Like Smith, Hume condemned the mercantilist restraints on international

trade. Using his famous “specie-flow” mechanism, Hume

proved that attempts to restrict imports and increase specie (precious

metals) inflow would backfire. Import restrictions would raise domestic

prices, which in turn would reduce exports, increase imports, and

generate a return outflow of specie.

Hume also debunked mercantilist claims that acquiring more specie

would lower interest rates and promote prosperity. Hume made the

classical argument that real interest rates are determined by the supply

of saving and capital, not by the money supply. An adherent to

the quantity theory of money, Hume felt that an artificial expansion

of the money supply would simply raise prices.

Smith’s close friendship with Hume caused many observers to

conclude that he endorsed Hume’s antireligious rebellion and his

purely secular commercial society. They point to the fact that God is

not mentioned in The Wealth of Nations. However, as noted earlier,

Smith did not abandon his religious beliefs. His Theory of Moral

Sentiments, which he edited again after the publication of The Wealth

of Nations, makes numerous references to God and religion.

Smith was admittedly no longer a practicing Presbyterian, rebelling

against austere Calvinist behavior, but he was a believer, a Deist

who adopted the Stoic belief that God works through nature.
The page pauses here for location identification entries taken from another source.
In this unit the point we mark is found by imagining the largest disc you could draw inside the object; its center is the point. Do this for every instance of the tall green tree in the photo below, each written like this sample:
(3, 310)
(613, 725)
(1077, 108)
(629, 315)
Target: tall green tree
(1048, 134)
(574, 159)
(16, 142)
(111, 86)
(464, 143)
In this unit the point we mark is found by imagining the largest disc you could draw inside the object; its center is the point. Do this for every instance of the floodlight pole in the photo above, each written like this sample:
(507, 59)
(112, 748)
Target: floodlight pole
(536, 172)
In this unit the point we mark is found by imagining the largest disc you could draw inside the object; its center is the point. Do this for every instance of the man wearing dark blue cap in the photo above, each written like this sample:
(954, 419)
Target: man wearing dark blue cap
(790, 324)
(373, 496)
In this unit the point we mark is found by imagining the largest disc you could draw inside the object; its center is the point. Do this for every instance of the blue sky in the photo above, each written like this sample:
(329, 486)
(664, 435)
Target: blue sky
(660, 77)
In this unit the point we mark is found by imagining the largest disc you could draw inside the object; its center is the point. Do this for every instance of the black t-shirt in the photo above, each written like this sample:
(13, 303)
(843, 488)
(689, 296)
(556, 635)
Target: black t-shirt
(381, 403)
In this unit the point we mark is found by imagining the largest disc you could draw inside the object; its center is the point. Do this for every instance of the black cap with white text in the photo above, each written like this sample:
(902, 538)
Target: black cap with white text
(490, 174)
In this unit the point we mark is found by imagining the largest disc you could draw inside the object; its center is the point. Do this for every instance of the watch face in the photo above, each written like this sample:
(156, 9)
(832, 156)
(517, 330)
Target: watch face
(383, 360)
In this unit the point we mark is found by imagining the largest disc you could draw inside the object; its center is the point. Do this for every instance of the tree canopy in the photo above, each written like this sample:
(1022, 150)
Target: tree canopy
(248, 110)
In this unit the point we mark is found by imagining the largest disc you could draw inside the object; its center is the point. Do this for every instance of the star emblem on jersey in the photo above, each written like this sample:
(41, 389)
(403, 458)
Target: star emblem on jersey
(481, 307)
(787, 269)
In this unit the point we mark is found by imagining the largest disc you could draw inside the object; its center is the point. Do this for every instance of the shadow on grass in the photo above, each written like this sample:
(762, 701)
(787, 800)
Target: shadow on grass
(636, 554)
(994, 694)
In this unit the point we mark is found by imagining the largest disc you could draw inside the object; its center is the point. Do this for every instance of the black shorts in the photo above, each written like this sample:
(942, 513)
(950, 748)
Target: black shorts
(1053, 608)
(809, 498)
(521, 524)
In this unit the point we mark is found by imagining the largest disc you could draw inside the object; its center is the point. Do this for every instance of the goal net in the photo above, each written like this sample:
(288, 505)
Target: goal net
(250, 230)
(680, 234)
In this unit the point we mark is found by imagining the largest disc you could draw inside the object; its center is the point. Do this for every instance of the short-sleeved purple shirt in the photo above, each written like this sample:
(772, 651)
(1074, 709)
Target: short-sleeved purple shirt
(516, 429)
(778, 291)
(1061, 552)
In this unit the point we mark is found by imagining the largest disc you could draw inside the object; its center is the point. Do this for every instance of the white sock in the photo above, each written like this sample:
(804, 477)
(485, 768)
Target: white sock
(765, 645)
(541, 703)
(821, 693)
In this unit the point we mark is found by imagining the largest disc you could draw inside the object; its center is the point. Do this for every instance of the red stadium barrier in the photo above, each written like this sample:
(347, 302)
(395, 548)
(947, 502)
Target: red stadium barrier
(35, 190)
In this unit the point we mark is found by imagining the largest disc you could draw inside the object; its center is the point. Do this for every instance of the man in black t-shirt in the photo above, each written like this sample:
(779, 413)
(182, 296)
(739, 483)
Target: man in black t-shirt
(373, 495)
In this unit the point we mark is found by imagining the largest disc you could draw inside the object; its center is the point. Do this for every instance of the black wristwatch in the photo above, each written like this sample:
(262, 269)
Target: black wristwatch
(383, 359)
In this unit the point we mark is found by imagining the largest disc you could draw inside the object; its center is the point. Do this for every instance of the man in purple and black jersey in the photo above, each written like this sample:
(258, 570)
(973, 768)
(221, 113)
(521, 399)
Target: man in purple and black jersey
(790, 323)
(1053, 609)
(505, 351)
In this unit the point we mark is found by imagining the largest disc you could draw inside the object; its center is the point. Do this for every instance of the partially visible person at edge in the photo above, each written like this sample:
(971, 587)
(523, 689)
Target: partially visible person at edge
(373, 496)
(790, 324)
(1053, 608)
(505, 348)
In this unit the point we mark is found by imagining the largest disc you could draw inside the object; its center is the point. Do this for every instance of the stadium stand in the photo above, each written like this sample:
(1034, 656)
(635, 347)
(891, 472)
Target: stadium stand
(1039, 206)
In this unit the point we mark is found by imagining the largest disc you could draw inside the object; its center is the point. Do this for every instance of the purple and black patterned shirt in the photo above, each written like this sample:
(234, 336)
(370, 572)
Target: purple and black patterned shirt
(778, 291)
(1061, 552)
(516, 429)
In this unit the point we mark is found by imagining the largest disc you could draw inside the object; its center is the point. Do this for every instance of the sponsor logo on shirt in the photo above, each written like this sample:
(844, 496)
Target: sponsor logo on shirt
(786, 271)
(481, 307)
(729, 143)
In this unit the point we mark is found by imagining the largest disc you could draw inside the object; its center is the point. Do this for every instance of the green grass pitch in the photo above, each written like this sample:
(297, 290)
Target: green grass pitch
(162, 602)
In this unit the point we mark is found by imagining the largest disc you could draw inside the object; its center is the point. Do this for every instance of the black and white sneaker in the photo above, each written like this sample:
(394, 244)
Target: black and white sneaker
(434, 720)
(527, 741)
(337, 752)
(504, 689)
As an

optimist, Smith believed in the goodness of the world and envisioned

a heaven on earth.

Benjamin Franklin

Biographers John Rae and Ian Simpson Ross give credence to the

story that the American founding father, Benjamin Franklin (1706–90),

developed a friendship with Adam Smith and had some influence on

his writing The Wealth of Nations. John Rae recounted how Franklin

visited with Smith in Scotland and London and, according to a friend

of Franklin, “Adam Smith when writing his Wealth of Nations was

in the habit of bringing chapter after chapter as he composed it to

himself [Franklin], Dr. Price, and others of the literati; then patiently

hear their observations and profit by their discussions and criticisms,

sometimes submitting to write whole chapters anew, and even to

reverse some of his propositions” (Rae 1895, 264–65; see also Ross

1995, 255–56).

In his economic writings, Franklin wrote about the advantages of

thrift, free trade, and a growing population, themes readily apparent

in The Wealth of Nations. (However, I’m not sure Smith would agree

with Franklin’s case, published in 1728, for advocating a large increase

of paper currency to stimulate trade in Pennsylvania.) Smith’s favorable

remarks toward American independence may have been due to

Franklin (Smith 1965 [1776], 557–606).